The beltBUSD vault uses four strategies. A bug in the Elipsis strategy was used to leak out funds via the Venus strategy.
The vault sends new deposits to the most undersubscribed strategy and pays out withdrawals from the most oversubscribed strategy to create balance between the four of them. The Elipsis strategy bug creates a value miscalculation if the 3EPS pool becomes unbalanced.
Using flash loans, the hacker swapped about $200 million from BUSD to USDT, unbalancing the 3EPS pool and activating the Elipsis strategy bug. The 4Belt pool at this point would have overvalued the hacker’s shares, paying out an additional 0.5% profit after the conclusion of the flash loan. This resulted in a $1M profit from a single $200M flash loan transaction.
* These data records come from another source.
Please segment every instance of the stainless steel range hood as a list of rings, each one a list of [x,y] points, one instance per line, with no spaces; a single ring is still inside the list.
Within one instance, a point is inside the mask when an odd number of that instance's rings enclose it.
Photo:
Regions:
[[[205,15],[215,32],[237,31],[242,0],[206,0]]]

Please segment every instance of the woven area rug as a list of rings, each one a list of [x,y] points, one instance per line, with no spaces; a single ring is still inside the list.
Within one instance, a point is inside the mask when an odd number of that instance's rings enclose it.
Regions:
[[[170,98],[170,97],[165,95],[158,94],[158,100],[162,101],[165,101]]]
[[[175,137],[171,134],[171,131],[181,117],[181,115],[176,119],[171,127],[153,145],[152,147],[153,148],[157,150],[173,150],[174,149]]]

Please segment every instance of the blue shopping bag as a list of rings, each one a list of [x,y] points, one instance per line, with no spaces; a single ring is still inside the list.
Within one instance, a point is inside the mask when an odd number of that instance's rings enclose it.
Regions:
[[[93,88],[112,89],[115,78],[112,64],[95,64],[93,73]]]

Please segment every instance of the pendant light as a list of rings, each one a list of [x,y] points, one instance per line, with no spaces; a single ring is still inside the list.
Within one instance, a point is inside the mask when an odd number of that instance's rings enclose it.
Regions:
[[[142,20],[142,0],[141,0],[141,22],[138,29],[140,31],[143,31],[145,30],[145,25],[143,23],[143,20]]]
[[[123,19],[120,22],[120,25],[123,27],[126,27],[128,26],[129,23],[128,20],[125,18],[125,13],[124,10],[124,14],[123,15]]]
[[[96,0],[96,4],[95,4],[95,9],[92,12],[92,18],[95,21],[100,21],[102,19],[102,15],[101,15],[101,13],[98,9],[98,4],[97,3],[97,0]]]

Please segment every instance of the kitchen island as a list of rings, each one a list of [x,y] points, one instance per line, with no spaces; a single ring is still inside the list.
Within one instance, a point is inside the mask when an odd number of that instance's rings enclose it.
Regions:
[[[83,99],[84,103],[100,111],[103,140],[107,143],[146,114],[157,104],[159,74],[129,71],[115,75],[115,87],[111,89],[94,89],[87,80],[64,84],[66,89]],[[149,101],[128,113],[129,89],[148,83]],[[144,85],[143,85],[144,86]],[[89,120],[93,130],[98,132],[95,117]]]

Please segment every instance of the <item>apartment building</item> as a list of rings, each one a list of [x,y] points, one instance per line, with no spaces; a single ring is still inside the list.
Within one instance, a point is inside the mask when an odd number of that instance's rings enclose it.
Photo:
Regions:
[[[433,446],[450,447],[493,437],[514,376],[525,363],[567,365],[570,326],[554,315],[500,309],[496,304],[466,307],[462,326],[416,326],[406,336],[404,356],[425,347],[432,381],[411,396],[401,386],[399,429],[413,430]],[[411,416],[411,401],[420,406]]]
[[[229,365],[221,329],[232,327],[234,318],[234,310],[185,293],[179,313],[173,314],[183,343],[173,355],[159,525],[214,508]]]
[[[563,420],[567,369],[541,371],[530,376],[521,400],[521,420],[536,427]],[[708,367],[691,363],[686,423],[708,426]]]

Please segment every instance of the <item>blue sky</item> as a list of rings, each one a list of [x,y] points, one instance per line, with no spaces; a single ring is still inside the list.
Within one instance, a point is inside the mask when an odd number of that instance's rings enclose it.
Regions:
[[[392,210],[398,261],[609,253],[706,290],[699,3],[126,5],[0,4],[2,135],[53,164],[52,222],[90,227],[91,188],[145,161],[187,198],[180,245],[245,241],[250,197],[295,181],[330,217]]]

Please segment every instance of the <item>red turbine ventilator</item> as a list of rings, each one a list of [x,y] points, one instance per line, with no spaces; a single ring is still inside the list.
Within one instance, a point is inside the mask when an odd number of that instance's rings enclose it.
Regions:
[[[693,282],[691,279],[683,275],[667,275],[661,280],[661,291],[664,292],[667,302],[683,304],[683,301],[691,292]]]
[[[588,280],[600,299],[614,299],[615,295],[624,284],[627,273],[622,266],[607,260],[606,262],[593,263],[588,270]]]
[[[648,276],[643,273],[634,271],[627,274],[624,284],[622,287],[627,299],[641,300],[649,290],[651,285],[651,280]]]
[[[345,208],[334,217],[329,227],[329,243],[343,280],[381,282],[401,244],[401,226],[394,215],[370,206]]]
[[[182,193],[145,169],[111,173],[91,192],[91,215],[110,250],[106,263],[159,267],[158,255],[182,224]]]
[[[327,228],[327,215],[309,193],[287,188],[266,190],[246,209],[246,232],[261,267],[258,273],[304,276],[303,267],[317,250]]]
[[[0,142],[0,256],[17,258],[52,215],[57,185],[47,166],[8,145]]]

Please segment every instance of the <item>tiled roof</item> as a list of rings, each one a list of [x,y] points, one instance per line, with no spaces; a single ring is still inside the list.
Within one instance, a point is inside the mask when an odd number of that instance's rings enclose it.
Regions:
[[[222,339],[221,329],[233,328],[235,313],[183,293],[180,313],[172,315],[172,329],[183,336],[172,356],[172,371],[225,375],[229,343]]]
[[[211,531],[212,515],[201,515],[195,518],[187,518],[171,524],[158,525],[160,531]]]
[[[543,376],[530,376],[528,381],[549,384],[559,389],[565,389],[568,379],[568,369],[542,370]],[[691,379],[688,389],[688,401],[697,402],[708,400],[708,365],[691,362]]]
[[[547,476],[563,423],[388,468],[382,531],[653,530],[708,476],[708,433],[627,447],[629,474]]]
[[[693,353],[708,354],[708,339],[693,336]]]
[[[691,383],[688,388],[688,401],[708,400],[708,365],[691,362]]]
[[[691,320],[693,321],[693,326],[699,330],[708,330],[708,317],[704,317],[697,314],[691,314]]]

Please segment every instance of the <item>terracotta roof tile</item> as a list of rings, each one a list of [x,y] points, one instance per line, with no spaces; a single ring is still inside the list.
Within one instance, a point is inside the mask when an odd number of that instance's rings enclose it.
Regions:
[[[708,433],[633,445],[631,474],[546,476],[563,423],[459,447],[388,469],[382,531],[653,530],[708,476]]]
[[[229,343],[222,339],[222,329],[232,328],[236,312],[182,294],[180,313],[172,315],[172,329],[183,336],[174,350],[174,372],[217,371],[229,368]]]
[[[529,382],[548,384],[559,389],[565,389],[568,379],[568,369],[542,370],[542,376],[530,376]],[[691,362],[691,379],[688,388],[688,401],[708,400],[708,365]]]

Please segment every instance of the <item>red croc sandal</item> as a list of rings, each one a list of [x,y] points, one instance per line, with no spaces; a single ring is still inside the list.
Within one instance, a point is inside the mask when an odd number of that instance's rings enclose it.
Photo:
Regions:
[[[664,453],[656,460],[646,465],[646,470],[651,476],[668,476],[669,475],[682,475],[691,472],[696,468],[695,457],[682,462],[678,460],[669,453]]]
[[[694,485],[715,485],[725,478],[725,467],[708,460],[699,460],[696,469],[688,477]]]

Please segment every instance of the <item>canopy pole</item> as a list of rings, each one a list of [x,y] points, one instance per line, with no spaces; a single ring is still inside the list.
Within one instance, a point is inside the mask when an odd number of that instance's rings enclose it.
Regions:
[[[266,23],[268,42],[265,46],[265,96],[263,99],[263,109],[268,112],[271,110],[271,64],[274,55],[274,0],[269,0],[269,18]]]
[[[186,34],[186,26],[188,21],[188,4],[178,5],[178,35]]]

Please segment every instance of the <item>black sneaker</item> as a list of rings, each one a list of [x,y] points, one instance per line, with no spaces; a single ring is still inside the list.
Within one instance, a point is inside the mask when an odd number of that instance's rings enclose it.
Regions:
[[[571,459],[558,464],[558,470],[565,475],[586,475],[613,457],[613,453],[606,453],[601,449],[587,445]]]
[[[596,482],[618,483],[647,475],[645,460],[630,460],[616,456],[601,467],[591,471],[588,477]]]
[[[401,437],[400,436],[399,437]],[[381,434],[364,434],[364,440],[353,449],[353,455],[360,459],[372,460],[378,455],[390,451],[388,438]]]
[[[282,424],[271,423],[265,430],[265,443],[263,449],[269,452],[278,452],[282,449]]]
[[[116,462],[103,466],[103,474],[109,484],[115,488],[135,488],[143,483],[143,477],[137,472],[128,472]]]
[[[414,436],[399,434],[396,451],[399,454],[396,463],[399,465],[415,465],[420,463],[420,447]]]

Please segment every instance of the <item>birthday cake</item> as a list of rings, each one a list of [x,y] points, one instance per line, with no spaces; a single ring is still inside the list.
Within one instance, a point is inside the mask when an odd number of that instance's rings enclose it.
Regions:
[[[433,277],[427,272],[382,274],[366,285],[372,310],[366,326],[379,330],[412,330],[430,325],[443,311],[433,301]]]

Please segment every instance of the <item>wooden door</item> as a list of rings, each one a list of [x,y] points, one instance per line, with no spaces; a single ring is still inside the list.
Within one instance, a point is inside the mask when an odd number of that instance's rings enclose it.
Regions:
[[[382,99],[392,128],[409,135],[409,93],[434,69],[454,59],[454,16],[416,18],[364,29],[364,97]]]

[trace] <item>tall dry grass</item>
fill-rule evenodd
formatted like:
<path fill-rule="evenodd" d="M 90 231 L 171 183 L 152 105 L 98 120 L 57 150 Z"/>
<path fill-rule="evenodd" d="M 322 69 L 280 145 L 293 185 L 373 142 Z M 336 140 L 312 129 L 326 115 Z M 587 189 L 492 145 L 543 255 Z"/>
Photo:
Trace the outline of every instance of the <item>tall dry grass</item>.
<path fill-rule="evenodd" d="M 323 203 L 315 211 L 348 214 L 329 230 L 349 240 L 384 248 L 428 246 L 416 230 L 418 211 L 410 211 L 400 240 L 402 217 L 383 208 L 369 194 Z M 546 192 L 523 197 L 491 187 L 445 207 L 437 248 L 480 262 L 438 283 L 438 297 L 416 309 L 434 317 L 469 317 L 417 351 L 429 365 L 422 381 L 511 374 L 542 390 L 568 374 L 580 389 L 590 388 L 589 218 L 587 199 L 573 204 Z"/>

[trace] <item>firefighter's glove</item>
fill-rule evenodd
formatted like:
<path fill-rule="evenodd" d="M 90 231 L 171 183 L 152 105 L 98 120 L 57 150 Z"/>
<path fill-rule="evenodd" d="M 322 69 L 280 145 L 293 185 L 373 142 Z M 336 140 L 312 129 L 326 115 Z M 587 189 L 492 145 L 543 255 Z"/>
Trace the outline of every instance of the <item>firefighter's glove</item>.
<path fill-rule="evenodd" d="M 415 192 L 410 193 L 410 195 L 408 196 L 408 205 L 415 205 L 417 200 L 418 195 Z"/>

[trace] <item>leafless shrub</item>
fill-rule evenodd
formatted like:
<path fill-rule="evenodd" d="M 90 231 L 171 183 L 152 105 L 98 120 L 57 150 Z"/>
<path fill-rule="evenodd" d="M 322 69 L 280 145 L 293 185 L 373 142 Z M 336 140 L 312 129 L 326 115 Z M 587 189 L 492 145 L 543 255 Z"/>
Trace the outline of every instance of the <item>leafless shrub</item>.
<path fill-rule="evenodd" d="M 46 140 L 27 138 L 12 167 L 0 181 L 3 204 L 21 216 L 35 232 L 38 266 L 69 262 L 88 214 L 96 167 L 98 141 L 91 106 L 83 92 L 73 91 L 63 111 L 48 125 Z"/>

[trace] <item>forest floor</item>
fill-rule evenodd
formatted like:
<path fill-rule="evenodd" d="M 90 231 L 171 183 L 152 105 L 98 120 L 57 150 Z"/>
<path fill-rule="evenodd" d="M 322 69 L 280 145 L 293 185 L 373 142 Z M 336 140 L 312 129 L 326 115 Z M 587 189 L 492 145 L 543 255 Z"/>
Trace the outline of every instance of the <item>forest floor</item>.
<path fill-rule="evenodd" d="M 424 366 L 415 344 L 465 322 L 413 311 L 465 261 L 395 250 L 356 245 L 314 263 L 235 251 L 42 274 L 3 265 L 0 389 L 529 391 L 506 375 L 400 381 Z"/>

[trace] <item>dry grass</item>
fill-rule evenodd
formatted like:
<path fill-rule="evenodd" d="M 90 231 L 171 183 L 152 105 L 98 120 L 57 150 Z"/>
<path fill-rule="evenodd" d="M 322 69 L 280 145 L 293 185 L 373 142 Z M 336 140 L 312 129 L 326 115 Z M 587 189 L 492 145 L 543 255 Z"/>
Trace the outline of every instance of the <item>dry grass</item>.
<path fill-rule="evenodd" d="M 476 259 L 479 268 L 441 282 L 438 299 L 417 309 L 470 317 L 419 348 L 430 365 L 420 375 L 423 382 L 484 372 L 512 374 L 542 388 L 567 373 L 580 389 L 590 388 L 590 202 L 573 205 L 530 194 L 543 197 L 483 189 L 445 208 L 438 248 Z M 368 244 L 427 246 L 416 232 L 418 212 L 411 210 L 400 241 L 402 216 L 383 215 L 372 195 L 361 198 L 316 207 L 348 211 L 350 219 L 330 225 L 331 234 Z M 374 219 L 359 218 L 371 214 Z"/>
The hacker repeated the transaction multiple times, netting $6.2M in profit and causing $13M in total losses, since $6M in fees were paid to the 3EPS pool.
Along with other recent hacking indicents in the Binance Smart Chain ecosystem, this hack has led to a condemnation of ‘fork culture’ where entire codebases are replicated without thorough audits. This issue has led to several flash loan attacks over the past few weeks.